Overall distribution of three functional group classification:

# create data frame for GRM 3 classes
dat_grm_c3 <- dat_grm %>% 
  tabyl(class3) %>%  
  filter(is.na(class3) == F) %>% 
  arrange(desc(class3)) %>%
  mutate(prop = n / sum(.$n)*100) %>%
  mutate(ypos = cumsum(prop) - 0.5*prop) %>%
  mutate(lbl = round(prop))

# create data frame for FRI 3 classes
dat_fri_c3 <- poly_fri %>% as.data.frame %>%
  tabyl(class3) %>%  
  filter(is.na(class3) == F) %>% 
  arrange(desc(class3)) %>%
  mutate(prop = n / sum(.$n)*100) %>%
  mutate(ypos = cumsum(prop) - 0.5*prop) %>%
  mutate(lbl = round(prop))

# plot
p1 <- ggplot(dat_grm_c3, aes(x = "", y = prop, fill = class3)) +
  geom_bar(width = 1, stat = "identity") +
  coord_polar("y", start = 0) +
  theme_void() +
  geom_text(aes(y = ypos, label = str_c(lbl, "%")), size = 15) +
  theme(legend.title = element_text(size = 30),
        legend.text = element_text(size = 20),
        legend.key.width = unit(2, 'cm'),
        plot.title = element_text(size=30)) +
  scale_fill_manual(values = c('#228833', '#aa3377', '#ccbb44')) +
  labs(fill = "") +
  ggtitle("Imputed Three Functional \nGroup Classification (GRM)")
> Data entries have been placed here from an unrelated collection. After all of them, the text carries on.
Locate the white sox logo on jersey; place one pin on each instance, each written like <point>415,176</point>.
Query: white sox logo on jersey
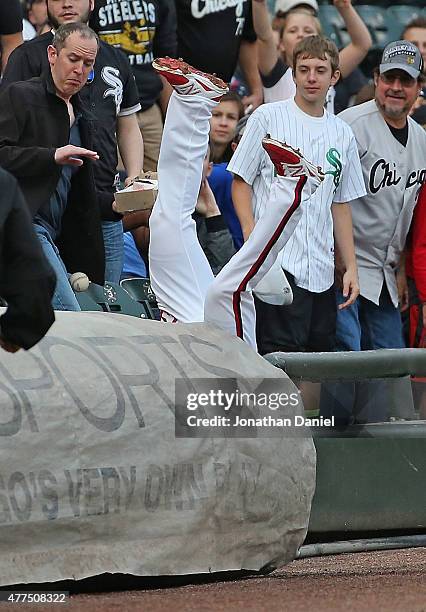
<point>111,76</point>
<point>384,174</point>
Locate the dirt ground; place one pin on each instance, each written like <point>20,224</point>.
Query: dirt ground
<point>385,581</point>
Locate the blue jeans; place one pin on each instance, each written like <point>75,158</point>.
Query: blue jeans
<point>64,297</point>
<point>114,250</point>
<point>363,326</point>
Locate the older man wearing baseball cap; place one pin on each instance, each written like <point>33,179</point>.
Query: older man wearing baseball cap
<point>392,148</point>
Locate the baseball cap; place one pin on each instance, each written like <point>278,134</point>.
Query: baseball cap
<point>402,55</point>
<point>283,6</point>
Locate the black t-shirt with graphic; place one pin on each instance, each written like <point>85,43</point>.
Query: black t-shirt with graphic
<point>143,31</point>
<point>210,33</point>
<point>10,17</point>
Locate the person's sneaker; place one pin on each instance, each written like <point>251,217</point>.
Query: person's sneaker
<point>274,287</point>
<point>290,162</point>
<point>187,80</point>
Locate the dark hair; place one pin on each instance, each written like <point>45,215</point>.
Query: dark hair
<point>316,47</point>
<point>65,30</point>
<point>231,96</point>
<point>418,22</point>
<point>280,23</point>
p2 <- ggplot(dat_fri_c3, aes(x = "", y = prop, fill = class3)) +
  geom_bar(width = 1, stat = "identity") +
  coord_polar("y", start = 0) +
  theme_void() +
  geom_text(aes(y = ypos, label = str_c(lbl, "%")), size = 15) +
  theme(legend.title = element_text(size = 30),
        legend.text = element_text(size = 20),
        legend.key.width = unit(2, 'cm'),
        plot.title = element_text(size=30)) +
  scale_fill_manual(values = c('#228833', '#aa3377', '#ccbb44')) +
  labs(fill = "") +
  ggtitle("Three Functional Group \nClassification (FRI)")
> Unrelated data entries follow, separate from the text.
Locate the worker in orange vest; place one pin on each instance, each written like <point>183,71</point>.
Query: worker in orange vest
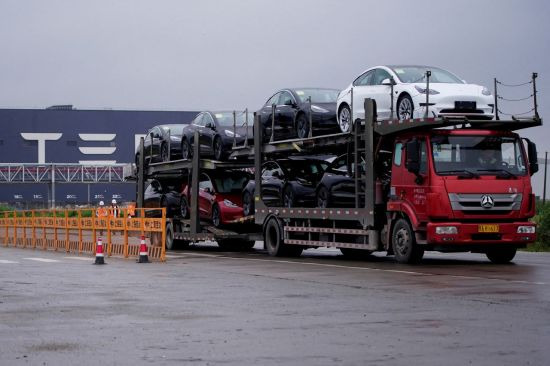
<point>131,210</point>
<point>101,213</point>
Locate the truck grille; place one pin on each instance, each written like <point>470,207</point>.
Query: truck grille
<point>472,202</point>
grid.arrange(p1, p2, ncol = 2)

The distribution of hardwood is the same. The GRM data have slightly more softwood and slightly less mixedwood.
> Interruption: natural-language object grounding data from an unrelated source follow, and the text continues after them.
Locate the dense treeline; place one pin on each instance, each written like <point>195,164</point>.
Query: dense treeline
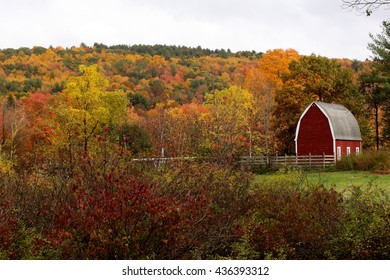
<point>159,78</point>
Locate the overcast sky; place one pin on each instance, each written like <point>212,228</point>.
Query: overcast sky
<point>321,27</point>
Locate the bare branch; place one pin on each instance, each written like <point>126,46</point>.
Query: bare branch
<point>365,6</point>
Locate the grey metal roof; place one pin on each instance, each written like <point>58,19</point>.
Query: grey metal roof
<point>344,124</point>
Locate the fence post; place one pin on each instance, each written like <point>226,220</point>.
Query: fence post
<point>323,160</point>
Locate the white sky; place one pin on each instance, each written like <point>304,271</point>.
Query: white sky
<point>308,26</point>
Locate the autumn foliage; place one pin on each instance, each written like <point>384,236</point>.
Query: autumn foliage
<point>133,153</point>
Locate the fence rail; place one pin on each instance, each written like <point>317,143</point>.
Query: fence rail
<point>277,161</point>
<point>306,161</point>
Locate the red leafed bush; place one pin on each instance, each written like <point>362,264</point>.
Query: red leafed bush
<point>8,228</point>
<point>123,218</point>
<point>295,224</point>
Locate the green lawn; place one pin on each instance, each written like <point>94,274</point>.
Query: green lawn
<point>339,180</point>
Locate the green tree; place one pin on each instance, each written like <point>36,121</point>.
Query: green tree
<point>380,47</point>
<point>311,78</point>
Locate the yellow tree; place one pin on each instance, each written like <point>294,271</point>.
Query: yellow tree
<point>228,127</point>
<point>263,82</point>
<point>87,108</point>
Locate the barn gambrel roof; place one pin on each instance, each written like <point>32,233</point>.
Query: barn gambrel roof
<point>343,124</point>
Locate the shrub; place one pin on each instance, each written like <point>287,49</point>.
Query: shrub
<point>365,226</point>
<point>294,223</point>
<point>374,161</point>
Overall distribution of five functional group classification:

# distribution of 5 species classes
# create data frame for GRM 5 classes
dat_grm_c5 <- dat_grm %>% 
  tabyl(class5) %>%  
  filter(is.na(class5) == F) %>% 
  arrange(desc(class5)) %>%
  mutate(prop = n / sum(.$n)*100) %>%
  mutate(ypos = cumsum(prop) - 0.5*prop) %>%
  mutate(lbl = round(prop))

# create data frame for FRI 5 classes
dat_fri_c5 <- poly_fri %>% as.data.frame %>%
  tabyl(class5) %>%  
  filter(is.na(class5) == F) %>% 
  arrange(desc(class5)) %>%
  mutate(prop = n / sum(.$n)*100) %>%
  mutate(ypos = cumsum(prop) - 0.5*prop) %>%
  mutate(lbl = round(prop))

# plot
p1 <- ggplot(dat_grm_c5, aes(x = "", y = prop, fill = class5)) +
  geom_bar(width = 1, stat = "identity") +
  coord_polar("y", start = 0) +
  theme_void() +
  geom_text(aes(y = ypos, label = str_c(lbl, "%")), size = 15) +
  theme(legend.title = element_text(size = 30),
        legend.text = element_text(size = 20),
        legend.key.width = unit(2, 'cm'),
        plot.title = element_text(size=30)) +
  scale_fill_manual(values = c('#ccbb44', '#228833', '#4477aa',
                                        '#ee6677', '#aa3377')) +
  labs(fill = "") +
  ggtitle("Imputed Five Functional \nGroup Classification (GRM)")

p2 <- ggplot(dat_fri_c5, aes(x = "", y = prop, fill = class5)) +
  geom_bar(width = 1, stat = "identity") +
  coord_polar("y", start = 0) +
  theme_void() +
  geom_text(aes(y = ypos, label = str_c(lbl, "%")), size = 15) +
  theme(legend.title = element_text(size = 30),
        legend.text = element_text(size = 20),
        legend.key.width = unit(2, 'cm'),
        plot.title = element_text(size=30)) +
  scale_fill_manual(values = c('#ccbb44', '#228833', '#4477aa',
                                        '#ee6677', '#aa3377')) +
  labs(fill = "") +
  ggtitle("Five Functional Group \nClassification (FRI)")

grid.arrange(p1, p2, ncol = 2)

The distributions are again very similar. The RMF five species classification does not apply to the FSF in general, due to the negligible amounts of black spruce and jack pine.